I would definitely use one decoupling cap per translator IC. The goal is to have one capacitor as physically close to the power/ground terminals as possible (ideally within a mm or 2, 5mm total ‘path’ length) so that the higher frequency components of a fast edge rate will be supplied from that capacitor, rather than from one further away down a higher inductance path that will cause the supply voltage to drop briefly (or the ground node to rise briefly) on transition. It’s a geometric consideration more than it is an electrical/schematic based consideration. If you end up with 2 decoupling caps that are basically right next to each other than you could remove one, but I wouldn’t bother. 100nF capacitors are probably the cheapest and most commonly made part on the board, so they’re likely less than a cent each.
I would also use decoupling caps every place that there’s a VCC signal going out on a header, typically. Partly for decoupling, partly to filter any noise from coming back down the cables and into your supply lines, which isn’t that different of a purpose to decoupling, really. For the banks of headers like H1, H16, H5 then I’d just put a single one there.
Just a weird thought with the layout of those headers, in future I’d probably do them as 8 instances of 1x3 headers to closer match the ‘intention’ of their use. That way you’re guaranteed that each header will be the correct dimensions because they’re a single part, you’ll have flexibility to move them around a little if needed and it will make the schematic much more readable, which is key to avoiding mistakes. I wouldn’t change it now. It’s baking my brain a little, though.
With header H6, where was that heading to? I’ve lost the plot a little bit with this design, sorry. I ask because it doesn’t currently have a ground net routed to it.
Was this just a test to see how it turned out? Auto-routers typically turn out designs that are ‘maybe’ DC correct but almost never good enough to actually attempt to use, in my experience.

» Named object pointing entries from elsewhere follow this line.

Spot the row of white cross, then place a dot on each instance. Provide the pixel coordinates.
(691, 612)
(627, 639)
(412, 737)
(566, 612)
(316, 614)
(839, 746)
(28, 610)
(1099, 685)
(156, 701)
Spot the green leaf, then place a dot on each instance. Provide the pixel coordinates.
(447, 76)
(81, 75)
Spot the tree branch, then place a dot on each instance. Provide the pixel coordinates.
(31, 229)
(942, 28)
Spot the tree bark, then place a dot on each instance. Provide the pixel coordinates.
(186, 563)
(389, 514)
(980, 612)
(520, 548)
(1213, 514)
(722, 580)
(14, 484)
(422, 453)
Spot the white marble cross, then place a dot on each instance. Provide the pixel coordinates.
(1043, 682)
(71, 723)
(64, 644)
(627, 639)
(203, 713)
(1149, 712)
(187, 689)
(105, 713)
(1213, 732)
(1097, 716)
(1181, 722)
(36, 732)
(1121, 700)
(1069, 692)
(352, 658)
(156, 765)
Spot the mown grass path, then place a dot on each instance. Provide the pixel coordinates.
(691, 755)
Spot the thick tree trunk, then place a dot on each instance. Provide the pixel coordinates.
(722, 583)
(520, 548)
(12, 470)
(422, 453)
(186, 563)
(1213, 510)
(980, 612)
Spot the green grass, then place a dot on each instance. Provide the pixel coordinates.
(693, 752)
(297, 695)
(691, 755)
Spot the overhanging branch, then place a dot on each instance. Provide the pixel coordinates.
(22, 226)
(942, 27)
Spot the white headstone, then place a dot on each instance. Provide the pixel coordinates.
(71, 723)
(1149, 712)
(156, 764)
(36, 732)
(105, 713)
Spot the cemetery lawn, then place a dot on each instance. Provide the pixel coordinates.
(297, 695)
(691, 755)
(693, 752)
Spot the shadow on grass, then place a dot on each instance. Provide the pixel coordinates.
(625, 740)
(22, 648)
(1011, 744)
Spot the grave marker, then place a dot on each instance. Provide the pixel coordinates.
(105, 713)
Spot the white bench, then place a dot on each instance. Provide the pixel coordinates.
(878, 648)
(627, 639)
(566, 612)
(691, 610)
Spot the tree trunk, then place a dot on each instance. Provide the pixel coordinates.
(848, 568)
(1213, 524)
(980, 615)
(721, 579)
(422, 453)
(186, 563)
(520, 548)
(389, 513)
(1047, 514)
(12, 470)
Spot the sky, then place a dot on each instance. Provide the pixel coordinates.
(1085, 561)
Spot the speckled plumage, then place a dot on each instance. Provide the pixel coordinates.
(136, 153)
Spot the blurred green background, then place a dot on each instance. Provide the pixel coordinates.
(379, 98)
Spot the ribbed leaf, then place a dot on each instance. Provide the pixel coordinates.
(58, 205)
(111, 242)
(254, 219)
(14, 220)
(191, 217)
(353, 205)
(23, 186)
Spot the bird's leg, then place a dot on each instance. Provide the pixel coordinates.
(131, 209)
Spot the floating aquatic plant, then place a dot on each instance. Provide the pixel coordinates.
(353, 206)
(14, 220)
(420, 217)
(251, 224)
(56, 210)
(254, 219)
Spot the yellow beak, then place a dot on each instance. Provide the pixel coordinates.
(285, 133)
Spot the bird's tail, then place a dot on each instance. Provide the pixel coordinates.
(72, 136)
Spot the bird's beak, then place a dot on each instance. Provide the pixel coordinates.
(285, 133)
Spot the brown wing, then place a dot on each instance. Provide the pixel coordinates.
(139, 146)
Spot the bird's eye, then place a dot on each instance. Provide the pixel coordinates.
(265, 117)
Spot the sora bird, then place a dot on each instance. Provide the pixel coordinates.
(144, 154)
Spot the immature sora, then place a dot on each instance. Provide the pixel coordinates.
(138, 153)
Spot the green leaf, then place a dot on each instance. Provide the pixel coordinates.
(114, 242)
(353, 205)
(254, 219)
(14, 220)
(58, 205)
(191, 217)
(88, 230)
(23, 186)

I would always strongly, strongly encourage things to be hand routed. On simple boards it may not matter, but the only way you can tell whether it matters or not is by getting the boards back and testing them. Signal integrity failures are the worst to debug and will just be ‘the board works fine most of the time, then it doesn’t’. These are the failures that can soak a lot of time to find.
The other thing is that on simple boards, you might as well use those to develop the skills needed to do more complicated boards. I would have said that the pendant board already has enough routing on it to be quite complex to do well in a 2 layer board, just due to the number of traces.
This will also give you a feel for what the tradeoff is when adding extra stuff to soak up unused pins and how to do it effectively. Adding block headers like that is great for functionality, but it adds a lot of routing complexity. If I’m not sure I’ll use it, I’ll typically add them as single through-hole test points. That lets me wire something up manually if I need to use them and then I can add the proper hardware in a future revision if needed, without making the planned-for design significantly worse.
In terms of the issues with the above board, it comes back to the same stuff I was writing about in the 6-pack thread. For every single signal, you should be able to go through and draw a loop for where the current will flow. Even digital IO signals will have current flowing because input pins have capacitance, so every time a signal changes state, a small high-frequency burst of current will flow between the input and output pins on a net. That current will also have a closed loop path back to where it came from. The goal is to make that path as low inductance as possible, which we do by making the loop area as small as possible. Looking at some of those ground traces, the loop area is huge, which means that any current in the loop will radiate off the board and cause noise in the adjacent loops, as well as any noise externally (like a brushed router that’s basically a broadband noise generator, for instance) will be picked up by those loops like they’re an antenna.
My approach to routing a board like that would be to forget about the ground connections for the moment, try to route all the signal connections cleanly first, then get all the power connections routed, then go through and pour a ground polygon on the top and bottom layers to provide the power/signal return path. Try to keep connections to the top layer wherever possible. If you need to use the bottom layer, try to do it for brief hops then come back up to the top so you’re not cutting ‘slots’ in it. Try to group signals together so that you can get big unbroken chunks of ground plane. Then add vias everywhere that you can.
Other than that, is looks pretty good. I would also try to move all the designators on the silk layer so that they’re not touching any other silk and so that they’re not over the top of pads. I also try to keep them all the same orientation as the component (where it makes sense), as well as all in one of 2 orientations, so that they’re all either 0 degrees or 90 degrees for instance.